Sal sent me home with a ton of food last night. So, as I sit outside in the chilly air, I eat cold pizza, mozzarella sticks, and a garlic knot. It’s definitely not good when it’s cold, but the food is good regardless of if I eat it hot or cold. So, with a book in my lap, I eat my cold food from Slice of Heaven and don’t worry about anyone finding me. Brock is the only one who typically knows where I’m hiding depending on what day it is and what time he’s looking for me. I hate that he doesn’t eat with everyone else in the dining hall because it means he’s not solidifying connections that can help him in the future. No matter what happens, I want him to succeed and in order to do that, he needs to be around everyone else and form connections with them because they’re the ones who will be able to help him move forward. I can’t give him the help he needs because I’m no one in High Point and there is nothing I can do for him. Brock is wasting his future by hanging out with me. He just won’t listen to me when I tell him that.
“Mind if I join you?” I hear from the side of me as I startle and get sucked out of the thoughts filling my head about everything with the exception of the one topic I can’t put into words because there’s nothing I can do about it for now.
Turning my head to the side, I see Kash standing there as he wrings his hands together in front of him. He’s nervous and there’s no reason I can think of that he’d be nervous about asking me if he can join me. I’m not the one that’s avoided him for the last almost nine years. He’s the one with the rest of the guys who have been avoiding me and cutting me out of their lives.

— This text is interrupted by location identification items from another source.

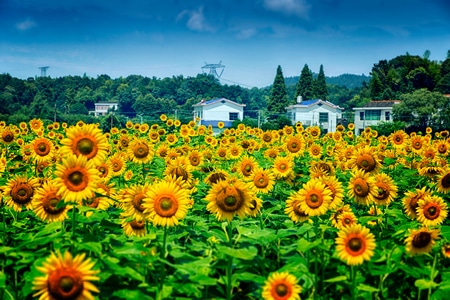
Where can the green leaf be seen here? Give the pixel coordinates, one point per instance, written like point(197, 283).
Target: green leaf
point(423, 284)
point(243, 253)
point(337, 279)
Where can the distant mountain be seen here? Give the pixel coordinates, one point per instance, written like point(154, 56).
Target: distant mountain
point(349, 81)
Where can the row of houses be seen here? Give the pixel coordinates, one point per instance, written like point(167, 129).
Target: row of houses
point(315, 112)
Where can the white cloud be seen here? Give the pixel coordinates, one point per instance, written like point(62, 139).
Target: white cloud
point(25, 25)
point(196, 20)
point(246, 33)
point(297, 8)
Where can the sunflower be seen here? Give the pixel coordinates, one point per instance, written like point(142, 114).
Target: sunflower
point(246, 165)
point(19, 191)
point(281, 286)
point(7, 136)
point(66, 277)
point(215, 176)
point(76, 178)
point(36, 125)
point(140, 151)
point(263, 180)
point(443, 185)
point(336, 188)
point(283, 167)
point(295, 145)
point(43, 149)
point(117, 162)
point(166, 203)
point(45, 203)
point(131, 226)
point(133, 201)
point(88, 141)
point(361, 187)
point(421, 241)
point(315, 151)
point(385, 189)
point(334, 217)
point(355, 244)
point(366, 159)
point(431, 210)
point(314, 197)
point(228, 198)
point(346, 219)
point(411, 199)
point(294, 211)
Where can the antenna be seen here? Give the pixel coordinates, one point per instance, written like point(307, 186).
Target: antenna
point(43, 71)
point(213, 69)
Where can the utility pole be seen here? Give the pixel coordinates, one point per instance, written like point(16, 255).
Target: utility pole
point(43, 71)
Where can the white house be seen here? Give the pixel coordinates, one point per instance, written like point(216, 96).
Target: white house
point(103, 108)
point(372, 113)
point(218, 110)
point(315, 112)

There’s no reason he can’t join me because he essentially rules this campus with the rest of the guys.
“You can do anything you want, Kash. You know this as well as I do,” I answer him, trying to keep my focus on the book in my lap as I take a bite of my pizza.
“I don’t want to make you uncomfortable, Song Bird. If you want to be alone, I’ll leave you alone. I don’t ever want to force you to do anythin’ you don’t want to. So, if you tell me to go away, I’ll leave,” he states, not taking any steps to move closer to me or sit down. For the first time in a very long time, Kash is unsure of himself and it makes him appear to be more human than ever before.
“You can join me, Kash. I mean, I have to get used to spending time with you if we’re supposed to be going through with everything,” I tell him, closing the book I haven’t read a single line in since opening it up after removing it from my bag.
Kash takes a seat on the ground next to me. He doesn’t sit too close to me as he places his bag in front of him and pulls a piece of grass from the ground in front of him. I watch him as he twirls it between his hands and doesn’t say anything right away. I’m unsure how to even begin with a conversation with her about what we have going on between us.